BOUT 1: (Do all four exercises 2 x through) 4 minutes. This is an 8 minute workout. For longer/ more challenging workout, do Bout 1 exercise 1 & 2 for 4 min, then exercise 3&4 for 4 min, then bout 2 exercise 1&2 , then exercises 3&4 for a total of 4 bouts, 16 minutes.
1) Squat jump– keep knees in line with ankles on squats. lower bottom towards ground, touch ground with hands. Modified- do small hop coming out of squat and lower halfway, Advanced- lower down to legs parallel to ground then Jump up.
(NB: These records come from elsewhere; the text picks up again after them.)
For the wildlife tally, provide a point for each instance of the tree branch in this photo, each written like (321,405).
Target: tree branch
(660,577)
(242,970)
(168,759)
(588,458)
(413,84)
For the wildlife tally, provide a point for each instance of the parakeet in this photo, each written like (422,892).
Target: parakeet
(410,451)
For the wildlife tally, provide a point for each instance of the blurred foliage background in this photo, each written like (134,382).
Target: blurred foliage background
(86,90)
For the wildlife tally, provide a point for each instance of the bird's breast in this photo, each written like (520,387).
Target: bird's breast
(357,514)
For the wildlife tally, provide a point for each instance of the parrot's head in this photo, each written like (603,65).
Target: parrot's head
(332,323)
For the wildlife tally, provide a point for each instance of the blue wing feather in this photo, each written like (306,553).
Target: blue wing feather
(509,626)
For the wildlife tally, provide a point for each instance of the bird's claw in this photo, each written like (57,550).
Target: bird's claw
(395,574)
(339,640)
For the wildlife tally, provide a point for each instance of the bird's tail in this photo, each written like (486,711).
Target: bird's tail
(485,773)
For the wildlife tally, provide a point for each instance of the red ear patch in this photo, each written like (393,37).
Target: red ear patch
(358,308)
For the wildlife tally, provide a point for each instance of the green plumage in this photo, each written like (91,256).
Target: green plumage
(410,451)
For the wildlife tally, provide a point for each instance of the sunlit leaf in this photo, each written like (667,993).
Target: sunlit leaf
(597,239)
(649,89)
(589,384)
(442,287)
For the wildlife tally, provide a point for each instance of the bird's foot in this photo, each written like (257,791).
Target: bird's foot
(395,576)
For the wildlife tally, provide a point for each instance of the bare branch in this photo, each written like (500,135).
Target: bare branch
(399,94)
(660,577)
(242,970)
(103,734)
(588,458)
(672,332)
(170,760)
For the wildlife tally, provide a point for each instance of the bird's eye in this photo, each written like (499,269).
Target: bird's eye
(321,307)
2) Walk out push ups, walk in push ups. Bend down, place hands shoulder width apart on ground. Walk you hands out to assume plank position. Bend elbow in push up, dropping knees if need modification. Walk hands back about 8-12 inches from feet, bend elbows in shoulder push up. Walk hands back to plank- push up and so on.
3) Plank Jax– In plank position, open and close legs like in a jumping jack, keeping bottom in line with shoulders in plank position.
4) Lateral Burpee– Squat, hands on floor then jump feet to right side, then back in. Jump up. Squat, hands on floor, jump feet to left side. Continue sequence.
Bout 2: Use a kettlebell or medium to heavy free weight. Go through each exercise 2x. 4 Minutes Total.
1) Up and Out Jax– Hold bell part of kettelbells or ends of dumbbell. Jump feet wide and press the bell out from chest in front of you, then close legs and bring bell towards chest. Jump feet wide and press the bell up over head. Jump feet together bringing bell to chest. Continue jax pressing weight out then up.
2) Plank alternating bell rows– In plank position with bell between hands, shift weight and grab bell in right hand. Row the bell up towards shoulder then down. Shift weight and grab Bell with Left hand and Row up towards shoulder. Repeat the alternate rows, keeping bottom down, core strong and movements quick and tight. Modify by placing knees on ground.
3) Box Hops– jump front side back side, changing directions after 10 seconds. Modify by stepping vs. jumping.
4) Burpee with bell front swing– Place kettle bell in front of you on ground, centered. Squat and lower hands to ground, jump feet back into plank, then in. Grab the bell in one hand. Stand, thrusting hips forward, squeezing bottom and lifting bell in right hand, arm straight, up to chest level then lower. Hands to ground, jump feet out to plank, then in. Grab bell in left hand, stand up thrusting hips forward and raising bell with straight arm in front to chest level. Modify by doing burpee on elevated surface/ bench or step.
Get Breathless! Stretch for 5 minutes after, hitting all the major muscles- hamstrings, calves, quads, gluteus, chest/ back, triceps, shoulders.